Água viva: Clarice Lispector
A começar pelo título, a água viva é um animal cuja simbologia se remete a sensibilidade e as emoções; tais aspectos conectam-se ao caráter mais intimista da narrativa, dado que, a personagem escreve de maneira a explorar o fluir dos próprios estímulos sensoriais e a impressão mental causada pelos mesmos. A água viva também é um animal gelatinoso e transparente, o que ressalta simbólicamente o seu caráter mais exposto e suscetível aos estímulos internos e externos.
A introdução ao título já expõe a estilística tipicamente Clariceana, pois a autora geralmente explora o universo íntimo dos seus personagens, apesar disso, "Água viva" carrega certas peculiaridades. Alguns críticos classificam a obra como um poema em prosa ou uma prosa poética, já que a mesma não foi produzida com a pretensão usual de contar uma história, e tampouco apresenta linearidade lógica em sua estrutura.

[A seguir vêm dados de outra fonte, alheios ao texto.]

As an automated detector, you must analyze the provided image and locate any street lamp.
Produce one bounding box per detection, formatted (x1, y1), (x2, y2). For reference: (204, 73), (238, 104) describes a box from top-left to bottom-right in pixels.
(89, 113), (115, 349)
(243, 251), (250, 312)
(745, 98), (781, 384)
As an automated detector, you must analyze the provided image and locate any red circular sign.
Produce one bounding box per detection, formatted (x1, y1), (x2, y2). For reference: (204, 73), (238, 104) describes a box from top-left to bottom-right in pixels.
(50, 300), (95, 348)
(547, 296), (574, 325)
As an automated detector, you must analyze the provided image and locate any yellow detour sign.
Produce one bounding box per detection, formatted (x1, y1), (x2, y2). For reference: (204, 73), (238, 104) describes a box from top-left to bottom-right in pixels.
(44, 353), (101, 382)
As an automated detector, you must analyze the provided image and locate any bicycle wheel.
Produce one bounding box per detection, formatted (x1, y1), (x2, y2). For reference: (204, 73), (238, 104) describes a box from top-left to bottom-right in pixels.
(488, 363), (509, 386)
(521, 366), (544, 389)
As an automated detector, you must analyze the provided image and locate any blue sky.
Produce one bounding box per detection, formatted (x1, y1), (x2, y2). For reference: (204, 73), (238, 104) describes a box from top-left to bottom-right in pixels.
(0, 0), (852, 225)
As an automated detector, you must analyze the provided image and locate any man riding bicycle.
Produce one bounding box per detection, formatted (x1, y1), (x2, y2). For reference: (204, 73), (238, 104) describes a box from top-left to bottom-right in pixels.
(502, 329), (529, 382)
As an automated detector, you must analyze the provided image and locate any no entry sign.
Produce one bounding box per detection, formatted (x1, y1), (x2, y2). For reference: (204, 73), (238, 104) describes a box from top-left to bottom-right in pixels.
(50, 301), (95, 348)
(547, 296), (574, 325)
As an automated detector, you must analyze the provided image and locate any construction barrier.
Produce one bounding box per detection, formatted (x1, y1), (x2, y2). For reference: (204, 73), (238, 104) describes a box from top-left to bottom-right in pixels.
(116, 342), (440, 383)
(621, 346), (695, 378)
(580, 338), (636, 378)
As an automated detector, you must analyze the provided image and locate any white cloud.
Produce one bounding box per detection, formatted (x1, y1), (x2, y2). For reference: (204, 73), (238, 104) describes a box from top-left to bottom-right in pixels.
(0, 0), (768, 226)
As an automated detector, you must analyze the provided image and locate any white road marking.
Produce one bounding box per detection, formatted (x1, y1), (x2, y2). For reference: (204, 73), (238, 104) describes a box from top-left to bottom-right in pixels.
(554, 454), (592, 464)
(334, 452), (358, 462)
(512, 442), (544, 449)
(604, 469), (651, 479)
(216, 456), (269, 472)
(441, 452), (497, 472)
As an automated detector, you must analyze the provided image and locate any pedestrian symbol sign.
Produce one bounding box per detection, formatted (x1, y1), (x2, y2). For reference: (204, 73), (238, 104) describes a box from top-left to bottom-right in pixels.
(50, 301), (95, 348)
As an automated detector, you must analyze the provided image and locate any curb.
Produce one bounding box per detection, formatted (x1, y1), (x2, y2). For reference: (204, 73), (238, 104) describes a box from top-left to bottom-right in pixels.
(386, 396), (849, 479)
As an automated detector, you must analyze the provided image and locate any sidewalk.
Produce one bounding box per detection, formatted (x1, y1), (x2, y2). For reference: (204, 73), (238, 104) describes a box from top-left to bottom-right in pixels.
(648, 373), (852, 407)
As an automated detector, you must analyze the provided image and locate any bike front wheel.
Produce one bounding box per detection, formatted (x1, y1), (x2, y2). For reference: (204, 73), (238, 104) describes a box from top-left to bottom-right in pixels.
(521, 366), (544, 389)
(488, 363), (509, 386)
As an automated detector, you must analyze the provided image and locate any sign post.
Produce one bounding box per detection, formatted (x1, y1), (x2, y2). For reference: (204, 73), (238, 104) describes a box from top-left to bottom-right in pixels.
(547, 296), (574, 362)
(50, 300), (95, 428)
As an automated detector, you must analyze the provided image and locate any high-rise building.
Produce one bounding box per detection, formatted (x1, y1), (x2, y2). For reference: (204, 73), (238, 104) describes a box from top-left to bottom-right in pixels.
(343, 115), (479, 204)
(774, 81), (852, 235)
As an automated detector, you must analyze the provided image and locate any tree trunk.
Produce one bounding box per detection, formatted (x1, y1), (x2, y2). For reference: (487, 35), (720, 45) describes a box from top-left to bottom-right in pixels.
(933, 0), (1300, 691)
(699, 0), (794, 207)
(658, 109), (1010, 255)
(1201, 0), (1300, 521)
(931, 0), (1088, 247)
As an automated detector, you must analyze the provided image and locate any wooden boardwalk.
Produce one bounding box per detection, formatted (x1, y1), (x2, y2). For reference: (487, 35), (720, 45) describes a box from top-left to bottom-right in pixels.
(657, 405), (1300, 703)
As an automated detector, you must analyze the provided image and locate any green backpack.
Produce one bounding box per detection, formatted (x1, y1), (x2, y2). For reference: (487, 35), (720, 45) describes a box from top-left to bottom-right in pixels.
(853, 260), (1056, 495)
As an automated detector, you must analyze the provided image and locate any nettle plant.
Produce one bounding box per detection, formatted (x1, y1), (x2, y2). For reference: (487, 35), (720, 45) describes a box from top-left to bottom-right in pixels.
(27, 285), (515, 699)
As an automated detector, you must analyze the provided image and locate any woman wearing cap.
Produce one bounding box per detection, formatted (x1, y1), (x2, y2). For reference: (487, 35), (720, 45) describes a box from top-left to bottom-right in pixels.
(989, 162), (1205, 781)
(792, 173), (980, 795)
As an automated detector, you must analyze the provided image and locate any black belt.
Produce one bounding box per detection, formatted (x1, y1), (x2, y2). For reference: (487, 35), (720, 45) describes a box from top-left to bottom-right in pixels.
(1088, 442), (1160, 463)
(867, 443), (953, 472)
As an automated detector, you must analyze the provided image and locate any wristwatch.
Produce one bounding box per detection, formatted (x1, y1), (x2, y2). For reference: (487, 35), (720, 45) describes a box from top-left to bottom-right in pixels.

A narrativa é carregada de um lirismo denso e se constrói a partir de uma série de digressões, fazendo com que a obra seja híbrida e flua de modo que não se configure como uma mera leitura, mas como um experienciar intenso da vida. No transcorrer do enredo, vê-se a tentativa da personagem de explorar a natureza dos instantes, que seriam como átomos que constituem a totalidade da vida; nesse processo de exploração, o leitor entra na dinâmica da narrativa, porquanto é levado a uma série de sensações e reflexões "inacabadas", que geram grande impacto, e logo em seguida desaparecem e tomam um novo rumo, em vista disso, se o leitor tentar recapitular os detalhes do que estava escrito anteriormente, naturalmente não irá conseguir, essa frustração exprime o impacto que sentimos com a passagem do tempo, assim como, nos lança ao momento presente. Ao experienciar o presente de forma orgânica, sem o esforço pela lógica linear e sem o uso das memórias, a protagonista busca tanger a essência das coisas.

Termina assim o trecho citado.